In the 1970s Cummins left General Dynamics to concentrate on his own company, Equipment Development Corporation. But when he was not working on fire fighting technology, he found other inventive ways to amuse himself and others.

“It always annoyed him that when he had people around a table discussing things at a bar or restaurant the waitress would come by and interrupt whether anyone needed a refill or not,” Mark Cummins said. “So Dad invented a little platform to sit your beer on.”

When the beer was full, a small donkey attached to it would lift its tail. When the beer was empty, the tail dropped to signal the waitress.

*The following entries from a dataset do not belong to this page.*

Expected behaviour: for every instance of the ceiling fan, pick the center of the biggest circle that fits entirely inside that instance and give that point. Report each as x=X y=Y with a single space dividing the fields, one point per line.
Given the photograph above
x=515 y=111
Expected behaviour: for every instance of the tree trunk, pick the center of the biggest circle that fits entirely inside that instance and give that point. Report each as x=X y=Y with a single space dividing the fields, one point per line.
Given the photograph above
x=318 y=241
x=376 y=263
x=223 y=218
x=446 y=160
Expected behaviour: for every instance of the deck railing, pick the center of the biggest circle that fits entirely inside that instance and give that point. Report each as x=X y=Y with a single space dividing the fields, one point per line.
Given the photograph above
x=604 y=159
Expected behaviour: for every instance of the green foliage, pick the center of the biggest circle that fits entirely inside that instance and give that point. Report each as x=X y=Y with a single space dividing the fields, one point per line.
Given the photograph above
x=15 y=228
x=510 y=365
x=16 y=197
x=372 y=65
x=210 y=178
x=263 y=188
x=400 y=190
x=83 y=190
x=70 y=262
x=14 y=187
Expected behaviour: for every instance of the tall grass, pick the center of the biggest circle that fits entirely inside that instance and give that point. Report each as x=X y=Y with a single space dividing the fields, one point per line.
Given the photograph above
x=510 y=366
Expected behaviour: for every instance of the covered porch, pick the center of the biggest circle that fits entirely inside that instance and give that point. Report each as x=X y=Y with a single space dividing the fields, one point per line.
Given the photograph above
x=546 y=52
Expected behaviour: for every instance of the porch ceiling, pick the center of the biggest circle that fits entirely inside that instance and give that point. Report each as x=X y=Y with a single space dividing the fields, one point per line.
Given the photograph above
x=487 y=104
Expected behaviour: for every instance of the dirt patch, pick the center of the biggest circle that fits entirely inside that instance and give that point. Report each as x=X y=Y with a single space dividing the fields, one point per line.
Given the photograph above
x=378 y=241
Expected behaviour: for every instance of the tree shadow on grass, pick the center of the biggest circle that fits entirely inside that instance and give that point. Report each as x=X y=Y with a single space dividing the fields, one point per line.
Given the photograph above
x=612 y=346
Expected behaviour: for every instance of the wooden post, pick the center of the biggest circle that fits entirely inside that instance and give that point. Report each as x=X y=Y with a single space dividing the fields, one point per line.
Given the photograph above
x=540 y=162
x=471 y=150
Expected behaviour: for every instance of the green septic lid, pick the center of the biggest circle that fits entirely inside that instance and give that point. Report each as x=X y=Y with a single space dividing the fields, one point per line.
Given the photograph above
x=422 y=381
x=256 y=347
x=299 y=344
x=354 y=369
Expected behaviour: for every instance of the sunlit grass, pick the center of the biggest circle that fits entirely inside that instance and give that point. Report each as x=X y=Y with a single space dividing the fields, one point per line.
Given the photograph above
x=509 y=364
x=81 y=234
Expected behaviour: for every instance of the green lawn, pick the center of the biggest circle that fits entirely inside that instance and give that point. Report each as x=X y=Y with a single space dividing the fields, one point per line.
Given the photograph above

“When the waitress came by she could see who needed a beer and who didn’t without interrupting,” Cummins said. “Dad thought that was clever.”

Another of Cummins’ “why hasn’t anybody thought of this before” notions was to combine a toothpick with a small wooden match.

“In those days everybody smoked,” Mark said. “When you’d go to dinner you’d take a toothpick. But you couldn’t put it in your pocket because it would stab you or poke through your clothes. So he combined the two.”

It is uncertain if Phil Cummins ever applied for patents on any of these whimsical projects. But he still pursued serious innovation in his later years, White said.

“The last time I saw Phil was in 1982,” White said. “The Marine Corp had bought some modular fire fighting units that used big bladder tanks full of foam and water. Phil was demonstrating it for a Marine sergeant.”

Phil Cummins died later that same year.

Mark Cummins has made his name in fire fighting as an innovator in the field of compressed air foam systems (CAFS). His father’s advice, based on years of experience as a fire fighting pioneer, was to forget it.

“He said ‘I’ve been through all of that,’” Mark Cummins said. “‘You’ll spend a lot of time and heartbreak. The firefighters aren’t going to change.’”

So often the people with the vision to break new ground in important fields are not the people who end up with the money, Mark said.

“People started copying his patents,” Mark Cummins said. “He was getting sick and couldn’t afford to fight them all.”

And, yet, Phil Cummins and people like him are innovators that the fire service can not afford to ignore, said David White.

“I never saw any of the newer devices do better than what he developed and he was using 1960s technology,” White said. “The point I’m trying to make about Phil Cummins is that he was a very unique guy who developed some unique technology. There is no question that he was way ahead of the world of fire.”

All of this leads to one unavoidable question for the modern fire service, White said.

“Where is the Phil Cummins of today?”